October 1, 2016

"The Son of Neptune" Review

Hey, guys! My finals are like three days away and I'm going hard on studying Biology, Chemistry, Physics, Mathematics, and History. Anyway, today, I'll write my review on Rick Riordan's The Son of Neptune, the second book in the Heroes of Olympus pentalogy.


And the main hero from Percy Jackson and the Olympians pentalogy is back! Percy Jackson, son of Poseidon, the god of the seas—oh wait, or is it the son of Neptune? o.O The first few chapters flow slowly (plus action and comedy in-between) before Percy reaches Camp Jupiter—apparently another demigod camp, except it was for Romans. And here I thought the Heroes of Olympus series is mostly about Greek gods.

Percy meets Hazel Levesque, a daughter of Pluto (Hades), and Frank Zhang, a son of Mars (Ares), which I guess are also part of the Prophecy of Seven. Then Percy reveals himself as a son of Poseidon Neptune, but what the graecus didn't know is that sons of Neptune aren't appreciated. Ouch. And so he joins Hazel, who everyone condescends for being a child of cursed Pluto, and Frank, who is really naïve muscular Chinese boy from Canada, both of them are actually Camp Jupiter outcasts. The coincidences are strong. From here, Percy (and I) learn the differences between Greek and Roman. This series is really informative, I have to say. :P

Go to Alaska.
Find Thanatos and free him.
Come back by sundown on June twenty-fourth or die.
Mars's not-so-prophecy prophecy.

And then later, Mars comes down and orders Frank, who he reveals to be his son, Hazel, and Percy to embark on a quest to free Thanatos, the Death, in Alaska and come back to Camp Jupiter before the 24th of June, which is four days away. (Really? Four days again?) Hazel is revealed to have been dead before. (1940s, specifically.) And if she freed Death, then she would be taken back into the Underworld. But if she didn't free Death, then the world is gone. Same goes for Frank, whose life is tied to a freaking wooden splinter. *shows vulgar gesture to Juno* Sacrifices to be made... gee, the dilemma is strong.

I also liked the fact there was a super memorable quote, spoken none other by a horse. You heard me: a horse. Named Arion. Also a son of Neptune. (A HORSE is an offspring of a GOD?!)

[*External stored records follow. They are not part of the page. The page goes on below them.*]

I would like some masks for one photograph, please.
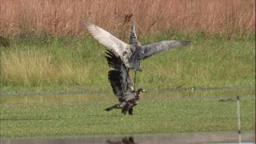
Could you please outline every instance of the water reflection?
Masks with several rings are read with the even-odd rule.
[[[254,133],[243,132],[241,144],[253,144]],[[0,138],[1,144],[170,144],[170,143],[238,143],[237,132],[180,133],[133,134],[126,136],[102,135],[85,137],[43,137]]]
[[[134,137],[124,137],[122,141],[110,141],[108,139],[106,142],[108,144],[137,144],[134,142]]]
[[[218,98],[219,99],[230,98],[235,96],[254,96],[255,90],[196,90],[196,91],[150,91],[142,98],[142,100],[152,99],[172,99],[184,98]],[[38,95],[38,96],[0,96],[0,103],[20,103],[20,102],[116,102],[112,93],[83,94],[61,94],[61,95]],[[225,101],[223,101],[225,102]]]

"I will trample you to death, silly Chinese-Canadian baby man."
Savage. This horse is savage. Best horse ever.

Riordan sure knows how to make people laugh. I mean, come on, the giant Alcyoneus, bane of Pluto, humming Jingle Bells upon being unconscious? The giant Polybotes, being tricked to enrage OCD god of boundaries, Terminus, and indirectly helped Percy smack him into dust? That horse calling Frank a baby man? Damn, I wonder if Riordan had written in the comedy genre before.

Anyway, all in all, this book is awesome. It shows the Roman aspect of the Heroes of Olympus series perfectly, as The Lost Hero showed Greek. I didn't expect to find so many differences between the two. Informative, comedic, suspense-filled, dilemma-filled, drama, fantasy via mythology, this book has it. Though, I'm not continuing with The Mark of Athena until I've finished Empire of Storms. I waited too long for that book. Also, since exams are in the next week, I might be seriously inactive.

This has been my review of The Son of Neptune. Thank you for reading.
Until then: Senatus Populusque Romanus, my friends. Next stop: The Mark of Athena.